Prosecutions dropped to 43 in May 2015, compared to 75 the previous year and 63 in 2012-13.
The drop in the number of charges, which cover all racist offences including acts of violence, verbal assaults and arson, has been seen in all but two wards in the area, Greenhead and Crosland Moor and Netherton.
But an academic and a community leader have questioned the data, obtained via a Freedom of Information request.
The largest falls were seen in Newsome, where charges dropped from 26 in 2013-14 to eight in 2014-15 and in Dewsbury East where charges fell from 11 to five during the same period.
The most recent figures mark a drastic change from the year before when the rate spiked at a total of 75 due to more charges in some locations such as Newsome, which doubled from 13 to 26.
Kris Christmann, a research fellow at the Centre for Applied Criminology at Huddersfield University, said: “It’s difficult to explain but the important thing to remember is that the overwhelming majority, 75%t of incidents, aren’t reported to the police.
“We may be seeing some impact from Kirklees Council’s work with the police through their hate crime reporting scheme and better policing but rather than being reflection of the reality these figures probably relate to differences in communities’ attitudes to reporting.”
Moulana Hashim Sacha, chair of Rabetah, a group of Islamic scholars promoting peace and community cohesion was more optimistic but still exercised caution over the data.
He said: “Rabetah and other groups have been working very hard over the last few years to promote understanding and relations and I have noticed how communities have become more integrated.
“At one time there was a lot of segregation but it seems that we are learning to live together and people are more educated now.
“However, I have heard from some people that they don’t go to the police anymore because they say they have reported crimes before and nothing has been done about it.
“And perhaps some people don’t report incidents because they feel too afraid to.
“I would urge everyone who becomes a victim to report it to the police because the force can only take action and improve its response if it has evidence of crimes occurring.”

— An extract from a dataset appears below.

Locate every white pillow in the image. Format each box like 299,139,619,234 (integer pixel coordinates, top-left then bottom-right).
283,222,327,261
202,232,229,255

Supt Ged McManus said the police had various measure to tackle racist crimes.
He said: “West Yorkshire Police takes hate crime extremely seriously and is committed to tackling this issue which we know has historically been under-reported nationally.
“It launched a joint hate crime campaign with the Police and Crime Commissioner last year to raise awareness of what constitutes a hate crime and to encourage reporting.
“Racist behaviour has no place in our communities and we all have a part to play in challenging it.
“While the figures provided show a decline in people charged with offences that have taken place in the last year, it must be remembered that some of these more recent offences will still be under investigation and not yet at the charging stage.”
He said that the Kirklees force employs two specialist hate crime co-ordinators who carry out investigations, work with authorities and victims, have spearheaded an Independent Scrutiny Panel and carry out awareness sessions.
HATE CRIME FACTFILE
A total of 127 public order offences, 40 acts of violence and 14 acts of arson and criminal damage , all racially motivated, resulted in charges in the last three years.
The number of charges in Batley West and Holme Valley North dropped to zero in 2014-15, while only one charge was made in Colne Valley, Batley East, Holme Valley South and Dewsbury South.
Wards connected to the highest number of charges in 2012-13 were Newsome (13), Dewsbury East (12)and Lindley, Liversedge and Ashbrow (5).
The only ward to have seen a rise in the number of charges within the three years is Greenhead, where one offence led to a charge in 2012-13, a number that rose to four in 2013-14 and five in 2014-15.
Charges made in Crosland Moor and Netherton have remained static across the period at two per year.
Victims wanting to report a hate crime should call 101 or 999 in an emergency but can also go to Kirklees Council’s crime and safety webpage to report a crime online or in person at several centres.